Dennoch ist Siracusa der Ansicht, dass die Untersuchung dieser frühen immunologischen Reaktionen auf Ernährungsänderungen wertvolle Hinweise auf die Ursachen chronischer Immunerkrankungen liefern könnte. Dennoch warnt er, dass solche Studien nur erste Anhaltspunkte liefern und nicht unmittelbar auf den Menschen übertragbar sind.
Übertragung der Erkenntnisse auf Menschen schwierig
Wie Nature berichtet, gestaltet sich die Übertragung solcher Erkenntnisse auf den Menschen schwierig, da es herausfordernd ist, die Ernährung von Studienteilnehmern langfristig und präzise zu kontrollieren. Kevin Hall vom US National Institute of Diabetes and Digestive and Kidney Diseases entwickelte ein spezielles Experiment, bei dem Teilnehmer unter strenger Kontrolle in einem Krankenhaus verschiedene Diäten befolgten. Dabei konnten die Auswirkungen der Ernährung auf das Immunsystem genau gemessen werden.
Die Ergebnisse zeigen, dass sowohl eine ketogene Diät, die reich an tierischen Produkten ist, als auch eine vegane, fettarme Diät das Immunsystem unterschiedlich beeinflussen. Bei der ketogenen Diät wiesen die Teilnehmer erhöhte Werte und Aktivität von T- und B-Zellen auf, die Teil des adaptiven Immunsystems sind, das eine „präzise“ Reaktion auslöst, die bestimmte Feinde erkennt.
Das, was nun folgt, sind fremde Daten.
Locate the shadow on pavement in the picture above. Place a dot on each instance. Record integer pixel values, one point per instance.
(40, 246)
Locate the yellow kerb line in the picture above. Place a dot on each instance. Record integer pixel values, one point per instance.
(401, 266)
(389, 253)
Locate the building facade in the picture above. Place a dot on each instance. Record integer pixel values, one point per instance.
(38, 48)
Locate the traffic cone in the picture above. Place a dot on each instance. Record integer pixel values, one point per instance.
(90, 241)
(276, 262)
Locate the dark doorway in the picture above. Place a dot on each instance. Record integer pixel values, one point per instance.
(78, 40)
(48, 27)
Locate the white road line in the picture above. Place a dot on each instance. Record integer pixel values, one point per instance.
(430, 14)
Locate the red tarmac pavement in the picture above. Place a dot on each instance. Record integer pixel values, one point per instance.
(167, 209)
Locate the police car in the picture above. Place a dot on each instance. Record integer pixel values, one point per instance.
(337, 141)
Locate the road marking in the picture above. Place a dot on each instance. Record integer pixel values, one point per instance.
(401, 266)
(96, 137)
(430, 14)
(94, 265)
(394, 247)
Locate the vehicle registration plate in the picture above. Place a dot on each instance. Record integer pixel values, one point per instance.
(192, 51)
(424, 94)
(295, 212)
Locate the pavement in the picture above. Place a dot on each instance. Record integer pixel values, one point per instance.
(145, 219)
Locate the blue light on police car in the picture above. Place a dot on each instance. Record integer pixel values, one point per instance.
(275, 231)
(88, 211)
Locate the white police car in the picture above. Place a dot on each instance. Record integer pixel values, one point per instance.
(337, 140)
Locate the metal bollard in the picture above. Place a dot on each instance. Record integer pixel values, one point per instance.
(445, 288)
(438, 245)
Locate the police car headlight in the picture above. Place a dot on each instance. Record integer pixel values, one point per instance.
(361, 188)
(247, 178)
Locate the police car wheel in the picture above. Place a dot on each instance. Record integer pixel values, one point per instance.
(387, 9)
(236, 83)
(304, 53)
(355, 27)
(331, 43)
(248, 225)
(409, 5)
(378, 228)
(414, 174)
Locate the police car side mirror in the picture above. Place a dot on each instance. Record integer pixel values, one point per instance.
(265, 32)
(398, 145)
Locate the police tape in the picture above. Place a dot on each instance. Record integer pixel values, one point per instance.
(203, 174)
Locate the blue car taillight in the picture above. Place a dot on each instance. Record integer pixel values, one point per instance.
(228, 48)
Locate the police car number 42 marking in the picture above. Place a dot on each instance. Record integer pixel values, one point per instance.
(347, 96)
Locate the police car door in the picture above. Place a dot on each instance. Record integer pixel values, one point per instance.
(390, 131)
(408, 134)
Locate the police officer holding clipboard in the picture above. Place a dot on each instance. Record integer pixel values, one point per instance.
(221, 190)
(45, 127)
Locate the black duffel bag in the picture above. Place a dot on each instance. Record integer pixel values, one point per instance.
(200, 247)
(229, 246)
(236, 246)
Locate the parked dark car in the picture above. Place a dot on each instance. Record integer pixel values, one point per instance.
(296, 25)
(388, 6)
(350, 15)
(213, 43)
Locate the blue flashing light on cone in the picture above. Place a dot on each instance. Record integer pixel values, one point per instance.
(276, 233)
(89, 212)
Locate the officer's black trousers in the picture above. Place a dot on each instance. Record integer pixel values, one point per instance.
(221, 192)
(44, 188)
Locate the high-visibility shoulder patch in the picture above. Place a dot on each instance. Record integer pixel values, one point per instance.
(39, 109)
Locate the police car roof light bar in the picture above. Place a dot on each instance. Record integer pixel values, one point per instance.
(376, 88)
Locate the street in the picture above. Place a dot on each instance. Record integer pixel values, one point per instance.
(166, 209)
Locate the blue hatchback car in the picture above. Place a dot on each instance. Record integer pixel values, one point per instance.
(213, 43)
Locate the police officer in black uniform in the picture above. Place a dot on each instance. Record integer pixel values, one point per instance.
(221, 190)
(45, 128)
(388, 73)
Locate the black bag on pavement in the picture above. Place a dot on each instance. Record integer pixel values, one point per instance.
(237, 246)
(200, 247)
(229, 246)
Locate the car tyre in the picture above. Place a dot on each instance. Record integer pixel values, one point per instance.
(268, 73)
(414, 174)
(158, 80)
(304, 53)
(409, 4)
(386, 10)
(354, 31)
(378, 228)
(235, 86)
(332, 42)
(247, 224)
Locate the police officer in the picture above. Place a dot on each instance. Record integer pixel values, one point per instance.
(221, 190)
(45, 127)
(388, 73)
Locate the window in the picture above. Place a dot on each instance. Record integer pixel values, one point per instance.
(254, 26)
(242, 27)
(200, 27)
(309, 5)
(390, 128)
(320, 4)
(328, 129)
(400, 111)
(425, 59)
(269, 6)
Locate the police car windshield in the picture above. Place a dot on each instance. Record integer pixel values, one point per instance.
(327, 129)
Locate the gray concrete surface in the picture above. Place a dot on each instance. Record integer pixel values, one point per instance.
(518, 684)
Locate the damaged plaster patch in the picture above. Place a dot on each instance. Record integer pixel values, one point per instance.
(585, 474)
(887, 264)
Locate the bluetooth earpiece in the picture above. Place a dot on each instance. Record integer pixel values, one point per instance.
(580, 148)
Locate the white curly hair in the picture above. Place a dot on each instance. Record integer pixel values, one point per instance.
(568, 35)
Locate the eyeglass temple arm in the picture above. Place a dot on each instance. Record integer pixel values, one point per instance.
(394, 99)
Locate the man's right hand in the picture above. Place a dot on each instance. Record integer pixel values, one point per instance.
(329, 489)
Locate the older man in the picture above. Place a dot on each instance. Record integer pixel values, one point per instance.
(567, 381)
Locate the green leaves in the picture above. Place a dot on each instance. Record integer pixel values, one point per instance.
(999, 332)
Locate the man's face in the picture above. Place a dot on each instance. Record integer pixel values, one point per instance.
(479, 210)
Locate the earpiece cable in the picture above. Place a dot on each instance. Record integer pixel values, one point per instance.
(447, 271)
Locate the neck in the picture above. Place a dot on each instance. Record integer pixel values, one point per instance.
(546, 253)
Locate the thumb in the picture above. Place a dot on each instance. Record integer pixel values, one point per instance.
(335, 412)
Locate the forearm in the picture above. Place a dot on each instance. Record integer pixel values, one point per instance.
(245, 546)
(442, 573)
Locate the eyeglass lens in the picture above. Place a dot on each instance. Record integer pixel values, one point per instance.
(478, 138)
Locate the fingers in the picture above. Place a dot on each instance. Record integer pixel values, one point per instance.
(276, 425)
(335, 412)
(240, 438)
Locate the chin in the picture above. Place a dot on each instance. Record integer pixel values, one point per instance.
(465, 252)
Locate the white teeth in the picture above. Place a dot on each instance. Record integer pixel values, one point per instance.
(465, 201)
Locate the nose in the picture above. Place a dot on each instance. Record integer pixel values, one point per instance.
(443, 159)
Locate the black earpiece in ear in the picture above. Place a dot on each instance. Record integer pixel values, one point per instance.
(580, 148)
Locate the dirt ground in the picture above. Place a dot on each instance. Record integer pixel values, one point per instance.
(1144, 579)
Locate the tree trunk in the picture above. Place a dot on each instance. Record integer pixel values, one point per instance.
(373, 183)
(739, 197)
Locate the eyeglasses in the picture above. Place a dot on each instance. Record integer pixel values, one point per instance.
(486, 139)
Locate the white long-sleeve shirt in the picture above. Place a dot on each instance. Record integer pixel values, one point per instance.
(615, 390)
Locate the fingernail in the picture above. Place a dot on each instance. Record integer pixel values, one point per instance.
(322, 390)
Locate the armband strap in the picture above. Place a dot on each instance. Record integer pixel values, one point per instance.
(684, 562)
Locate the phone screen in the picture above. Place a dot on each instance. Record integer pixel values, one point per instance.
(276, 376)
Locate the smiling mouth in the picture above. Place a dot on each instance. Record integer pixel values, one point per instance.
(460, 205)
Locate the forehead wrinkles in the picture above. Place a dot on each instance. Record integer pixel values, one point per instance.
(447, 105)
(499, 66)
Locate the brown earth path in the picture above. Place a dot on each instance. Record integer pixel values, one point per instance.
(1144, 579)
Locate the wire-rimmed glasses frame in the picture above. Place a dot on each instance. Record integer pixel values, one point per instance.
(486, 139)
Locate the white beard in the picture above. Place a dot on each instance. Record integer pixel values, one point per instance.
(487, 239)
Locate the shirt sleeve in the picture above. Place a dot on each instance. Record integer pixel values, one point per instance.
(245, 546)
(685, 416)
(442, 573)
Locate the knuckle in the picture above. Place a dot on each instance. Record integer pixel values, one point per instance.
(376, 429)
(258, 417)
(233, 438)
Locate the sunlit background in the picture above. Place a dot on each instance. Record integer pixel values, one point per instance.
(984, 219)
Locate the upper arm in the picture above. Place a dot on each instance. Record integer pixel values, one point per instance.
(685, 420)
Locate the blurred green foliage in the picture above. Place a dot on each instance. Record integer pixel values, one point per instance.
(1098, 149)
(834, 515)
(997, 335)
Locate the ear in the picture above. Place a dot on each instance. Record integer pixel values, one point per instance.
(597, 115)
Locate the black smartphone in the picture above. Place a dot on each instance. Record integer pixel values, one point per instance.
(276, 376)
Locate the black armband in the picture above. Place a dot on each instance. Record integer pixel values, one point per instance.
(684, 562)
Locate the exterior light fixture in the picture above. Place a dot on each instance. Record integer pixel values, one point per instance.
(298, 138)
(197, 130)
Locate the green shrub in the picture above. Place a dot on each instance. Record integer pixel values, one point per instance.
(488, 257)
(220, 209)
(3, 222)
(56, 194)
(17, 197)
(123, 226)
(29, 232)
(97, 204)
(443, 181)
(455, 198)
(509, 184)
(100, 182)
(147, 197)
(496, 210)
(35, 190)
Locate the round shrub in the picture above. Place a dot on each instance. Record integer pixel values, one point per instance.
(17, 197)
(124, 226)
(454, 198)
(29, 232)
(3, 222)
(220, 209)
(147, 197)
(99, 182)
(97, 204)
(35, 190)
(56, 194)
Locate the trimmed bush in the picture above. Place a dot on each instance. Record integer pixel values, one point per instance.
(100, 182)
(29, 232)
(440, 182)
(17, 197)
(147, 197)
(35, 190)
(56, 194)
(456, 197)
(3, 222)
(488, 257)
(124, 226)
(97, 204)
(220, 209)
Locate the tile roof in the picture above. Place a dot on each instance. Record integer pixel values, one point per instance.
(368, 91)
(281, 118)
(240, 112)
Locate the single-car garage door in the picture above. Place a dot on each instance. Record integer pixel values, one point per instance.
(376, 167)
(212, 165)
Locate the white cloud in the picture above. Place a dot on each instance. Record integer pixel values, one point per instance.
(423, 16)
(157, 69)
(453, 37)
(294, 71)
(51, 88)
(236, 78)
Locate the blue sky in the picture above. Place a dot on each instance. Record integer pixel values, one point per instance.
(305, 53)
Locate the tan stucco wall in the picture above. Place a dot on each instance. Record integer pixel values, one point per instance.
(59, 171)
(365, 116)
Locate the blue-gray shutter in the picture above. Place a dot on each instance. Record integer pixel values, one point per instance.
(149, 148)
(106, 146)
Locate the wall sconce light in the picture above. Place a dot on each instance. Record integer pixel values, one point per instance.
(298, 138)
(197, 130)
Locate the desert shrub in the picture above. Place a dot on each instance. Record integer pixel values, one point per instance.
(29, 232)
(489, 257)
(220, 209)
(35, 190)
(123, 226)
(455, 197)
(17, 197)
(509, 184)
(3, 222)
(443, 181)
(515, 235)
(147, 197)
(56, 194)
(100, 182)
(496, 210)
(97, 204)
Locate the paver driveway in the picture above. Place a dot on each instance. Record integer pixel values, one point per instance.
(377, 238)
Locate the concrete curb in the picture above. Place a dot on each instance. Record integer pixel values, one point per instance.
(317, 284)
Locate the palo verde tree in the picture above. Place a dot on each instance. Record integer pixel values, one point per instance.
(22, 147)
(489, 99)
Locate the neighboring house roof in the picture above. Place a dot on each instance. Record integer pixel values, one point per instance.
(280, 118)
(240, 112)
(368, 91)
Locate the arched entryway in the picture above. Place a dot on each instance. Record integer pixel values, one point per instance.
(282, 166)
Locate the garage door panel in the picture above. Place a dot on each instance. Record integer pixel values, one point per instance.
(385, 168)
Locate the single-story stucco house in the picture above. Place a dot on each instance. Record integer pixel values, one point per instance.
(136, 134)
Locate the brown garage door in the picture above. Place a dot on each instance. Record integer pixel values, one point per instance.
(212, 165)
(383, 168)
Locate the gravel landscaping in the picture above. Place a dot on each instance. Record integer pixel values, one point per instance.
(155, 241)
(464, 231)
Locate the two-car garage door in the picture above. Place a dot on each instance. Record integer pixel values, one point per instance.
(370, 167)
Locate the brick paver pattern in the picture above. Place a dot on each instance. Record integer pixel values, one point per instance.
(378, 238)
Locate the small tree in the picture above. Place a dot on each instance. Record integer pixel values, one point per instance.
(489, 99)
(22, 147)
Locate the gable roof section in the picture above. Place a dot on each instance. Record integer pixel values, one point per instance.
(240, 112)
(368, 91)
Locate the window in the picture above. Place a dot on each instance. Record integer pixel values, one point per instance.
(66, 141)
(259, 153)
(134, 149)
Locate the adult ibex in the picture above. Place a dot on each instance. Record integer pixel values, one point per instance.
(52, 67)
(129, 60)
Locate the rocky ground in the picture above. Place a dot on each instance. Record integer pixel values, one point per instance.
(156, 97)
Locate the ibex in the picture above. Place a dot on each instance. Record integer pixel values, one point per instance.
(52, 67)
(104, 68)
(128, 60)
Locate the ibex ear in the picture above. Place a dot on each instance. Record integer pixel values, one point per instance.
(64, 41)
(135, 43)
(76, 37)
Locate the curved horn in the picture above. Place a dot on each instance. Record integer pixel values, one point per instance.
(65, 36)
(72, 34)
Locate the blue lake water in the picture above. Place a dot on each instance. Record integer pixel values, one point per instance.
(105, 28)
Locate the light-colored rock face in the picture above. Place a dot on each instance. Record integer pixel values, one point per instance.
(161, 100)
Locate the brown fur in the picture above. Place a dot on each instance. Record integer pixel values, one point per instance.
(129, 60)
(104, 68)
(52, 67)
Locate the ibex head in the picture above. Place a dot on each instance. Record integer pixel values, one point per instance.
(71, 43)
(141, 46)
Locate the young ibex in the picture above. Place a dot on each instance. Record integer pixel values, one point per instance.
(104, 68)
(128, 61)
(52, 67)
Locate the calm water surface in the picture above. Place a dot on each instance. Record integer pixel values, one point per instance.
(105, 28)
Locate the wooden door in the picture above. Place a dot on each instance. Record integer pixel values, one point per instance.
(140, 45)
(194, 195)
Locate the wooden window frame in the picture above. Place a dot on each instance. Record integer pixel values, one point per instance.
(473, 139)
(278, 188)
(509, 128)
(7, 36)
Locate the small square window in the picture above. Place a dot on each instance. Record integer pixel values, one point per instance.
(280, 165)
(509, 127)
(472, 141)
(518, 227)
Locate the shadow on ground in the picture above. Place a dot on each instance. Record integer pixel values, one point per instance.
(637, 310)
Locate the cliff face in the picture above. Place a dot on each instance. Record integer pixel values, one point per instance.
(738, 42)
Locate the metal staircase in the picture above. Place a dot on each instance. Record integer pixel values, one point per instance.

Bei den Teilnehmern mit veganer Ernährung zeigten sich verstärkte angeborene Immunreaktionen, die schneller und weniger spezifisch sind als adaptive Reaktionen.
Wissenschaftler wie Siracusa und Belkaid glauben, dass sich die Forschung zu Ernährung und Immunsystem in den nächsten Jahren deutlich weiterentwickeln wird. Das langfristige Ziel sei es, personalisierte Ernährungspläne zu entwickeln, die gezielt auf die Bedürfnisse von Menschen mit verschiedenen Erkrankungen eingehen.
Was Sie sich merken sollten:
- Eine ausgewogene Ernährung kann das Immunsystem positiv beeinflussen und gezielt stärken.
- Personalisierte Ernährung berücksichtigt individuelle Bedürfnisse und kann bei der Behandlung von Krankheiten helfen.
- Studien zeigen, dass schon kurzfristige Ernährungsumstellungen das Immunsystem erheblich beeinflussen können.